You can unmount your disk by running the unmount command. You may want to unmount your disk to run a file system check, for example.

The umount command requires you to specify the device you want to unmount. You may specify this device in one of two ways:

  • Specify the device name itself:

    umount /dev/sda
    
  • Specify the mount directory:

    umount /media/sda
    

If you would like to mount or unmount additional disks on your system, repeat these instructions with the appropriate substitutions.

Change root

Changing root is the process of changing your working root directory.

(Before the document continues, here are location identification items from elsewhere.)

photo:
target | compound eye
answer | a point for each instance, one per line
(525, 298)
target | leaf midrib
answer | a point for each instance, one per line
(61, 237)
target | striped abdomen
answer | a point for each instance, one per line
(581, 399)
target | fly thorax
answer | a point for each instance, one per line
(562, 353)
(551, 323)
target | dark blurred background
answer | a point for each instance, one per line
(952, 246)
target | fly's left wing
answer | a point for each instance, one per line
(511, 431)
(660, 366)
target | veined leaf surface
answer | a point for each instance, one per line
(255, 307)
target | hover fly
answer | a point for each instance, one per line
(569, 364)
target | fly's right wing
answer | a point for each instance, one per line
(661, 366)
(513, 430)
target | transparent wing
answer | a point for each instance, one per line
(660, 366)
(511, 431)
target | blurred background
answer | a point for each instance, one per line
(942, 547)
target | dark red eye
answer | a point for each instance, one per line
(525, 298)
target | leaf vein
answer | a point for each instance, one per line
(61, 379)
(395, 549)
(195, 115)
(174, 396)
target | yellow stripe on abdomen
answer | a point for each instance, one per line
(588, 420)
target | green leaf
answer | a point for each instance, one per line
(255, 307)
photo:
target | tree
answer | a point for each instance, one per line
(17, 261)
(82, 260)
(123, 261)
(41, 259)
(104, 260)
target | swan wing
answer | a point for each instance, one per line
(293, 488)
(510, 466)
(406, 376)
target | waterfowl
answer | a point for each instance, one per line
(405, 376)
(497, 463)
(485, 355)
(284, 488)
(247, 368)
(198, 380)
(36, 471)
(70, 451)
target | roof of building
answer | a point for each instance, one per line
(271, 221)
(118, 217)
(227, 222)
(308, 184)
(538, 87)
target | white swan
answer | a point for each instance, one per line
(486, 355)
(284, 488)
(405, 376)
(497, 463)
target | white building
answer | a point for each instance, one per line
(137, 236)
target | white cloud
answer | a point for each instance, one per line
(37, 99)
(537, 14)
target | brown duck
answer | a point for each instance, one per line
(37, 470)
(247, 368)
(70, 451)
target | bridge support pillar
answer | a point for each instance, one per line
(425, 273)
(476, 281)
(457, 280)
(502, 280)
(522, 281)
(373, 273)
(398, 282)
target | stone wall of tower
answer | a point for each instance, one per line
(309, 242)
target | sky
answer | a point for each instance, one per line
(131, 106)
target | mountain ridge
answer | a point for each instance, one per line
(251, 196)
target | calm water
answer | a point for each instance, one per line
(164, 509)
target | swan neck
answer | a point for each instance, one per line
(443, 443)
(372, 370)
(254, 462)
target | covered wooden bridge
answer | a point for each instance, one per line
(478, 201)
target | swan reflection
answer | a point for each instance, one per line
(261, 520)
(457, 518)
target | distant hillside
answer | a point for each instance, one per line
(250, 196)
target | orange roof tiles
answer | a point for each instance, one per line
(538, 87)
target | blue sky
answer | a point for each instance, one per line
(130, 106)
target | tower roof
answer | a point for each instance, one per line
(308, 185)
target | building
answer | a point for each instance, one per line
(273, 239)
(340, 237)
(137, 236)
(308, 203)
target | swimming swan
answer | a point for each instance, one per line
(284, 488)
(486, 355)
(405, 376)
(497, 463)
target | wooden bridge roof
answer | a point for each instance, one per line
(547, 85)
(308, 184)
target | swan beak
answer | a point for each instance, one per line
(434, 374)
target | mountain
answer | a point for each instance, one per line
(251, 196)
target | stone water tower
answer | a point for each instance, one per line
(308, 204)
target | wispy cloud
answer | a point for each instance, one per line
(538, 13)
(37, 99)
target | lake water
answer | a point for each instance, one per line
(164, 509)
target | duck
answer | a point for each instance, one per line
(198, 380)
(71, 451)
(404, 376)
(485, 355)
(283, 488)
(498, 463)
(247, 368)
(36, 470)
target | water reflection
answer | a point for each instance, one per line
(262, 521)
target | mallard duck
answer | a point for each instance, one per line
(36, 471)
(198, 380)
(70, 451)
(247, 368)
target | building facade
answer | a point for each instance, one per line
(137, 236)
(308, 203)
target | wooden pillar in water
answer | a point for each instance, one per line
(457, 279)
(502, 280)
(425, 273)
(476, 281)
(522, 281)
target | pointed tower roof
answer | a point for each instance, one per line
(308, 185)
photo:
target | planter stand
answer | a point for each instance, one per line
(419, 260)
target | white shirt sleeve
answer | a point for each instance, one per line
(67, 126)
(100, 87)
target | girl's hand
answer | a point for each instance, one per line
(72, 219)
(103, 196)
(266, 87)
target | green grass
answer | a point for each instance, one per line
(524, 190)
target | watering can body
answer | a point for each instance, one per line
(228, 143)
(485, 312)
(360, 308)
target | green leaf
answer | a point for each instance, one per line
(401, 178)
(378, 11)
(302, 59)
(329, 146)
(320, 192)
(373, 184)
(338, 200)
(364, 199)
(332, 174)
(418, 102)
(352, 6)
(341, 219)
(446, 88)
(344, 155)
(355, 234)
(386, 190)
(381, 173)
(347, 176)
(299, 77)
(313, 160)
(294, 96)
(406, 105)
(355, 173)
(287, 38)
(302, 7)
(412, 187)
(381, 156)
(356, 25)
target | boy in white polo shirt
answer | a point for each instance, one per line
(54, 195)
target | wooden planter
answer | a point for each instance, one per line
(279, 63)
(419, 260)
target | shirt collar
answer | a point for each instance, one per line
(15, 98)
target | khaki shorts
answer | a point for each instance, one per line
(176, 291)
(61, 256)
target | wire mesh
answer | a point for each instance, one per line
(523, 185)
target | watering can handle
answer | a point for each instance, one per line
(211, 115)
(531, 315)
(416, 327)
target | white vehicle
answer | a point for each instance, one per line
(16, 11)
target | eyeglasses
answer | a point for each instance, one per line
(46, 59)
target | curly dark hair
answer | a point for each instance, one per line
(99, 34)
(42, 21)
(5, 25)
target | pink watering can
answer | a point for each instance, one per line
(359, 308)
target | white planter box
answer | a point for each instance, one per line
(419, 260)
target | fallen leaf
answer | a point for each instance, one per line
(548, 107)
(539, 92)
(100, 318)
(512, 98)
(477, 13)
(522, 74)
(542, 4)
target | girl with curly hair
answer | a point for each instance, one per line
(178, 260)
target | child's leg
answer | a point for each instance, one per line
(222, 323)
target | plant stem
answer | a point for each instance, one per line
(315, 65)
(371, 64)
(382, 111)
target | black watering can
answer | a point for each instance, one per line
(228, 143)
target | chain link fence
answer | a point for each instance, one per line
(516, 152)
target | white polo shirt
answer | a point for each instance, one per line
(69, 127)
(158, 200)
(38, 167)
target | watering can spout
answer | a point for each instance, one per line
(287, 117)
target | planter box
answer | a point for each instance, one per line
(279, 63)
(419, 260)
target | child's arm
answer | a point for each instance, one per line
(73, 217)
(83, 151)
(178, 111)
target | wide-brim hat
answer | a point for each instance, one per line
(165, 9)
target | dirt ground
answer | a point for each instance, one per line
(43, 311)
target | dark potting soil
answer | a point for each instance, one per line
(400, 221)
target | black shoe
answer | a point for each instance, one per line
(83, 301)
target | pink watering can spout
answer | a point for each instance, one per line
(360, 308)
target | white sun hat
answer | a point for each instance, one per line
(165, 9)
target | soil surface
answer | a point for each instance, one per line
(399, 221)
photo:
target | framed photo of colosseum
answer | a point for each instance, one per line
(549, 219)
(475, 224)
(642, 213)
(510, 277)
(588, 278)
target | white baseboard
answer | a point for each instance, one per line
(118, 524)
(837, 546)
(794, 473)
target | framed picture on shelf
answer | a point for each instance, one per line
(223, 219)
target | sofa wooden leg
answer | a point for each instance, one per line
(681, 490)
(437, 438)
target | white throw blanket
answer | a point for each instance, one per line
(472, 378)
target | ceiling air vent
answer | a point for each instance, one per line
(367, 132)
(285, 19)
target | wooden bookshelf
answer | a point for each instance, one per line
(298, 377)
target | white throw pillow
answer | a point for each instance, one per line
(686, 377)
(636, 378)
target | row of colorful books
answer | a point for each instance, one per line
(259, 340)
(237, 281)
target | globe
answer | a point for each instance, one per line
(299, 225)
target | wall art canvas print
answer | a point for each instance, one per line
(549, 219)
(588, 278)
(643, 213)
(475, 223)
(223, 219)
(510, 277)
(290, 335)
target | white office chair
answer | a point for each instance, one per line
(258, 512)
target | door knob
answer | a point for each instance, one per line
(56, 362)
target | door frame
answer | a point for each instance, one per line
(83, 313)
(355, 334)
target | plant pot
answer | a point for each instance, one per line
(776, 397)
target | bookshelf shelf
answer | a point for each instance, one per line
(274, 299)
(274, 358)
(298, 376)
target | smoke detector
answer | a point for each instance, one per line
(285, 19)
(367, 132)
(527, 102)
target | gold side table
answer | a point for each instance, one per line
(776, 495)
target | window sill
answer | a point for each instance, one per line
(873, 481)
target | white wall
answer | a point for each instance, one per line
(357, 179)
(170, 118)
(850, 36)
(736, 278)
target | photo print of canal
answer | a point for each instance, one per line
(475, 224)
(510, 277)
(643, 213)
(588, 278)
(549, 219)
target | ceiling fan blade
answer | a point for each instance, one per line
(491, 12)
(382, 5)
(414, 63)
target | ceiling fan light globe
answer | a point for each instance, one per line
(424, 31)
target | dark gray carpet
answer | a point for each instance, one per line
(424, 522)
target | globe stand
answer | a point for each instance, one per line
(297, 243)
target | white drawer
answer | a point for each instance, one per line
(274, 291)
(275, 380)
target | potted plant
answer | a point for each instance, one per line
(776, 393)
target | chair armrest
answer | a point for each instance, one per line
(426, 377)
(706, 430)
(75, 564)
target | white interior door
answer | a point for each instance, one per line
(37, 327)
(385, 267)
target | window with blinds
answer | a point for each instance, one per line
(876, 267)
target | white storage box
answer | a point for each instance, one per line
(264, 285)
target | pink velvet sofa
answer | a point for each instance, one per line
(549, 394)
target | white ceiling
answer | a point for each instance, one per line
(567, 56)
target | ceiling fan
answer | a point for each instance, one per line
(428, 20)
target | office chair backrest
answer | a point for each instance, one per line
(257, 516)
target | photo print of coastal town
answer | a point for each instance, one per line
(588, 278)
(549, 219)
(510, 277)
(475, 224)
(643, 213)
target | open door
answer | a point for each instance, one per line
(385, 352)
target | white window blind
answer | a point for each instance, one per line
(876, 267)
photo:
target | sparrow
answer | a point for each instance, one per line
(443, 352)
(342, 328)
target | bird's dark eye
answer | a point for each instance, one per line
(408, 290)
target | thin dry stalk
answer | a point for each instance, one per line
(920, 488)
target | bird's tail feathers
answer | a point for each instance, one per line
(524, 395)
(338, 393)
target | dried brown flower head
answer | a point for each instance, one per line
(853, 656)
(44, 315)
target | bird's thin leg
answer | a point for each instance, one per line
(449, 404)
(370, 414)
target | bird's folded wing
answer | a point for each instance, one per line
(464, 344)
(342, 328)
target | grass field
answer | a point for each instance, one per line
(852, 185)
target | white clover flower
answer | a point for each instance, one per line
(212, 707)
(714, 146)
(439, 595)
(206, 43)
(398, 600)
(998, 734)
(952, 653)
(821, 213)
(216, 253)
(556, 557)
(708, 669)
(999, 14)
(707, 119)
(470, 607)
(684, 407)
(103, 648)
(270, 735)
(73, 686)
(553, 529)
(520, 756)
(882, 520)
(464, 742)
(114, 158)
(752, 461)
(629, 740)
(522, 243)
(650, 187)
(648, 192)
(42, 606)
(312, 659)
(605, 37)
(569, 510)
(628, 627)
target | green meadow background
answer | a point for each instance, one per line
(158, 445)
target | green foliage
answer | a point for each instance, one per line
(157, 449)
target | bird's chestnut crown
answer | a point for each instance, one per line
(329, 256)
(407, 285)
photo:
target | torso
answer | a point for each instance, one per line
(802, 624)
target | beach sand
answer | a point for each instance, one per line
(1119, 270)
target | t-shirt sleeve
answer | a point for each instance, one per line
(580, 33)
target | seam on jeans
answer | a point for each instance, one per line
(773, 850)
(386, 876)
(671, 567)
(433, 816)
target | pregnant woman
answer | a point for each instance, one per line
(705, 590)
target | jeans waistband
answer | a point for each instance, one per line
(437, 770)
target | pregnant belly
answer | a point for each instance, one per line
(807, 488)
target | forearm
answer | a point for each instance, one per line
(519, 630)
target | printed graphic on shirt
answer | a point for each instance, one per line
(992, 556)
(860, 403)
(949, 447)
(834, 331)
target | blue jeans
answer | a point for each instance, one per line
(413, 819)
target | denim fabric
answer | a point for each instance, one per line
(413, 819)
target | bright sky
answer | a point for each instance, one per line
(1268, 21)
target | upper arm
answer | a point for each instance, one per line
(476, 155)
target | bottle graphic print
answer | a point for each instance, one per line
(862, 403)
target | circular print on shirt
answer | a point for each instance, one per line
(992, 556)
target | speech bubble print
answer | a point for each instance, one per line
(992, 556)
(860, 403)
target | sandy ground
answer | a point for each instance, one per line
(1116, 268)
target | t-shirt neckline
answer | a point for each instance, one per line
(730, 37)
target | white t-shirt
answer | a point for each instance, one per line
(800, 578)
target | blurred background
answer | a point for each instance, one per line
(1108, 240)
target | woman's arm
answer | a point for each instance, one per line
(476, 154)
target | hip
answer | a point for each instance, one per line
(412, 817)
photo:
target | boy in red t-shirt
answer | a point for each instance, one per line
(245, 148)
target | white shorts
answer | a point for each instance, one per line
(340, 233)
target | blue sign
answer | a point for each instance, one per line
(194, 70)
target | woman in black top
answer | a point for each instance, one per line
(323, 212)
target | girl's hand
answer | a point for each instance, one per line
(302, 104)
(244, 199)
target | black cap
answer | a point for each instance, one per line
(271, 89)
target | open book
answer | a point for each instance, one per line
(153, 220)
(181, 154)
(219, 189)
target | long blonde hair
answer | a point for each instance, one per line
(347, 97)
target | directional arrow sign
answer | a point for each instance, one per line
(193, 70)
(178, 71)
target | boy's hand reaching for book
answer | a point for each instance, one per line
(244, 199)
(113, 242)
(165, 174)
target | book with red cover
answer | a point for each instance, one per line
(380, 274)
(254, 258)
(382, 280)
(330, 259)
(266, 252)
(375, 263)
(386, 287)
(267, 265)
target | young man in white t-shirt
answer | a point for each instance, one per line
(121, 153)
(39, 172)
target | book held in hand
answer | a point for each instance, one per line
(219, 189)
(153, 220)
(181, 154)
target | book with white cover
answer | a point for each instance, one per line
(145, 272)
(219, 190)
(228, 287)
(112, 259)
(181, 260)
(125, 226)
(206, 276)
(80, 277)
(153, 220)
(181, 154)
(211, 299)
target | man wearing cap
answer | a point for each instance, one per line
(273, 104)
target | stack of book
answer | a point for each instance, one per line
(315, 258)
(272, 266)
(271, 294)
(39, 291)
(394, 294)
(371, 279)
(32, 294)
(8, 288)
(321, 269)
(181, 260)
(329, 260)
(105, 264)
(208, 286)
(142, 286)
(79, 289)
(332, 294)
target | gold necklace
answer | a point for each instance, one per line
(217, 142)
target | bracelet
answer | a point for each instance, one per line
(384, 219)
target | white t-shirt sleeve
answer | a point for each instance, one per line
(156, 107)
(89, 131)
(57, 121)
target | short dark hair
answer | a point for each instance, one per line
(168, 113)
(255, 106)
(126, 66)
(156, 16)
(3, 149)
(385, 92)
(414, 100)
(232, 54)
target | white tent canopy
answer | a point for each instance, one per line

When you change root (abbreviated as chroot) to your root disk, you are able to run commands as though you are logged in to that system.

Chroot lets you change user passwords, remove/install packages, and do other system maintenance and recovery tasks in your Compute Instance's normal Linux environment.

  1. Create a new directory for your disk:

    mkdir -p /media/sda
    
  2. Before you use chroot, mount the root disk:

    mount -o exec,barrier=0 /dev/sda /media/sda
    

    📘

    If you mounted your disk without using the exec option before reviewing this section, include the remount option in your mount command:

    mount -o remount,exec,barrier=0 /dev/sda /media/sda
    
  3. To create the chroot, you need to mount the temporary filesystems:

    cd /media/sda
    mount -t proc proc proc/
    mount -t sysfs sys sys/
    mount -o bind /dev dev/
    mount -t devpts pts dev/pts/
    
  4. Chroot to your disk:

    chroot /media/sda /bin/bash
    
  5. Your Compute Instance may expect its other disks to be mounted in specific directories during its regular operations. These disks and their expected directories are defined in the /etc/fstab file. In order for these directories to be accessible within the chroot, you need to mount them from within the chroot. For example, if your Compute Instance defines /dev/sdc in its /etc/fstab, you can the following command to mount it:

    mount /dev/sdc
    

    📘

    This mount command only specifies a disk name without specifying a mount point. This causes mount to use the /etc/fstab file in the chroot to determine the mount point and apply the correct mount options.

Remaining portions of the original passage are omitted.